There always seemed to be something missing.
And the missing thing, Oliver thought he knew.
Like a cloud, Command could be dispersed.
The leader had to concentrate on it, and his men.
He had to continually have leadership in his mind, in order to hold all their weight with it.
That was why Generals knew instinctively to perform the majority of their duties from the back.
To fight and to lead at once – that required a mind like no other.
Oliver wondered if even Zilan knew how his Command had faded away for just a moment.
One thing was clear, however, even with Oliver having broken through to the Fourth Boundary, his sword did not outweigh Zilan’s yet.
The Command kept him nearly invincible.
It prevented any strikes from harming his flesh as Oliver currently was.
And so he struck from elsewhere.
A solution to a problem that he thought he was beginning to understand.
A means to create a momentary lapse in attention.
He seized upon that new grasp of Command, and used his rage to lend new Command to his voice.
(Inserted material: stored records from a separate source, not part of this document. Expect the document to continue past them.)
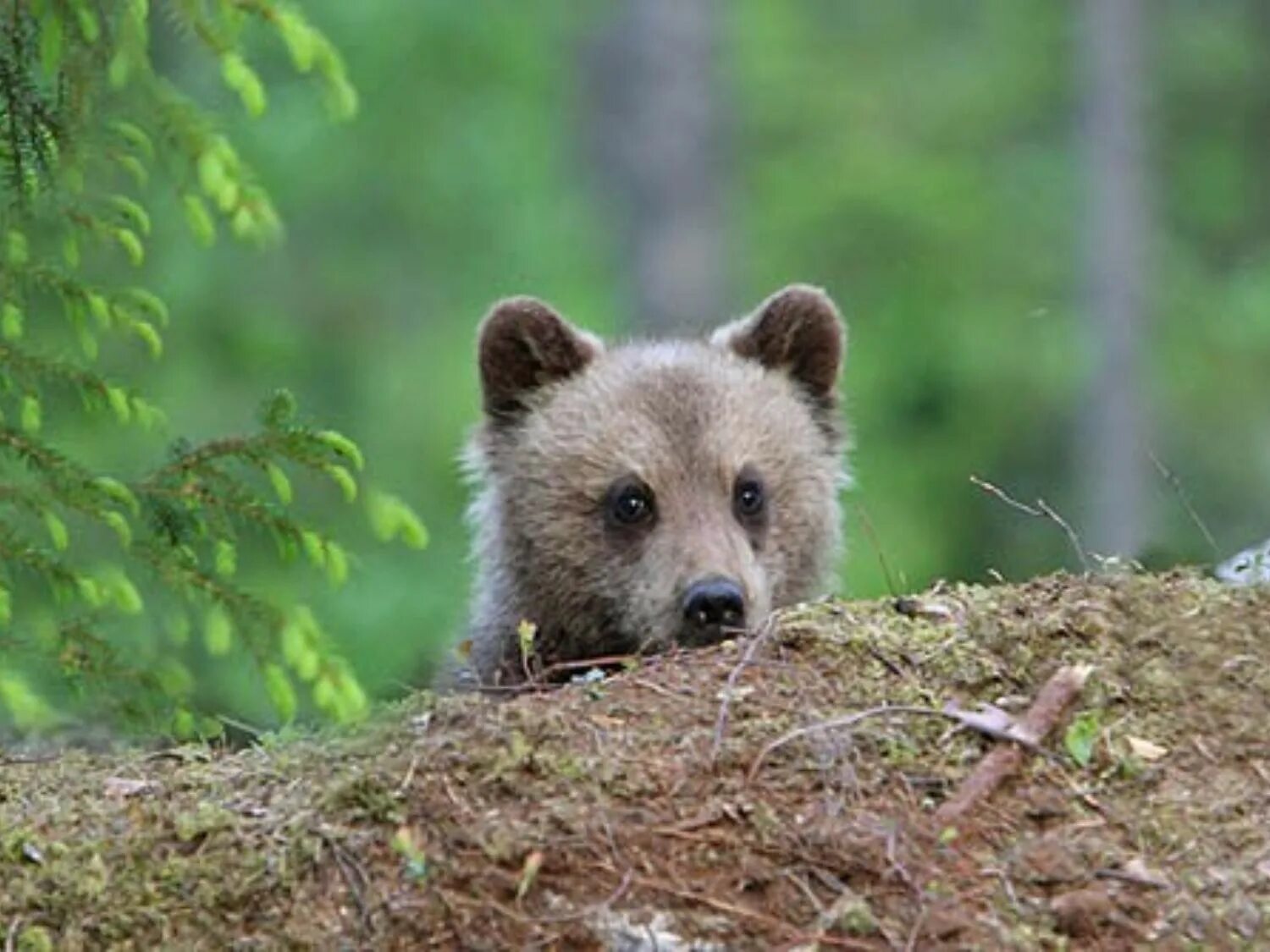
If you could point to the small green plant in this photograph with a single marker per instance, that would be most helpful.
(103, 575)
(1081, 735)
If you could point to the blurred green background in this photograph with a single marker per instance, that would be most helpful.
(1031, 245)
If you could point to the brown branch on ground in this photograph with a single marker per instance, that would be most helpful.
(721, 720)
(1001, 762)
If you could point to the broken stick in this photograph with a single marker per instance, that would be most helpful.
(1003, 761)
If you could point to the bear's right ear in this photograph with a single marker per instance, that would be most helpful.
(525, 345)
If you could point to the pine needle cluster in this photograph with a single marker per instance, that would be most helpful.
(106, 579)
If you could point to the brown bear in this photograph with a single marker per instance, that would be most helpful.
(652, 494)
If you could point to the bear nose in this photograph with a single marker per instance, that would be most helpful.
(714, 603)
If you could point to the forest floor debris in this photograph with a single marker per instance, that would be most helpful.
(706, 800)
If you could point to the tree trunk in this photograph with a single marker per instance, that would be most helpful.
(1113, 438)
(654, 119)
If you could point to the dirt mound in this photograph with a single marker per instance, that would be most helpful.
(759, 795)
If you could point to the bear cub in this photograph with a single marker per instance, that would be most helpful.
(650, 494)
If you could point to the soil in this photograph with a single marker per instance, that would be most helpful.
(754, 795)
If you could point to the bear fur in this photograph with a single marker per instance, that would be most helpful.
(652, 494)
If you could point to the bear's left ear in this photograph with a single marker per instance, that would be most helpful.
(798, 332)
(523, 345)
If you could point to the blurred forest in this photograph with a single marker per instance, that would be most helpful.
(1048, 225)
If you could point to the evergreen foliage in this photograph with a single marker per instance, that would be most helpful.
(103, 576)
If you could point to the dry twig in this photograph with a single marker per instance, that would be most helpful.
(1041, 510)
(721, 720)
(1001, 762)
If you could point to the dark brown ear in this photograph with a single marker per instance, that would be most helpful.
(525, 345)
(797, 330)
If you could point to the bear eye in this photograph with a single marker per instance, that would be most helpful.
(630, 503)
(748, 498)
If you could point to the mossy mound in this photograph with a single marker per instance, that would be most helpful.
(647, 812)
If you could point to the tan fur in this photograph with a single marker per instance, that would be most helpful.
(566, 419)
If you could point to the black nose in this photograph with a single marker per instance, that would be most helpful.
(713, 604)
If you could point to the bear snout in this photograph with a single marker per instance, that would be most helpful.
(714, 608)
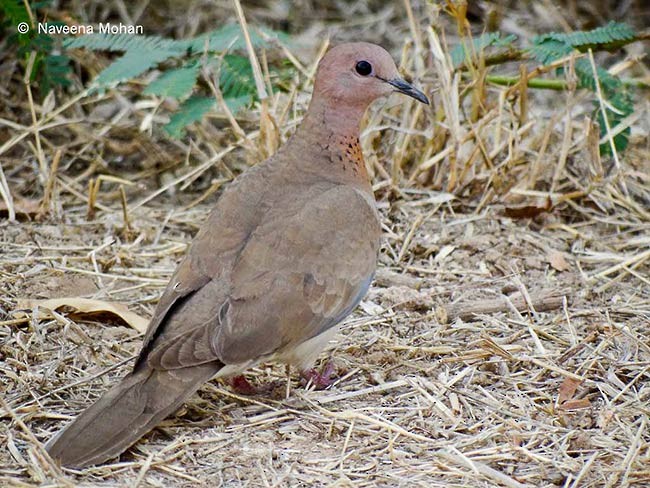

“Be strong, my soldiers,” he demanded.
“Remove the enemy before you.”
He remembered the army of immortals he had been able to cultivate in the battle with Francis, when he’d been infected by such weighty Fragments of the Gods.
He knew he could not hope to ever emulate such a strength, but merely knowing to hold it as an ideal was enough.
The Command reached his men, still embroiled in their combat, tainted by their exhaustion, and it washed it all away in a gold and purple light.
Firyr who had been forced to stand in front of a second chariot charge, as blood dripped down his thigh, weakening his legs, found a sudden strength.
He bellowed his fury, and the ten men behind him echoed it.
Against five chariots themselves, Firyr found the crack.
He sprang with all the grace of a rabbit, off to the side, and he put his steel-shafted spear through the spokes of both the chariot wheels.
A singular act of precision, with immediate effect.
The wheels caught, and the sudden halt in momentum created devastating results.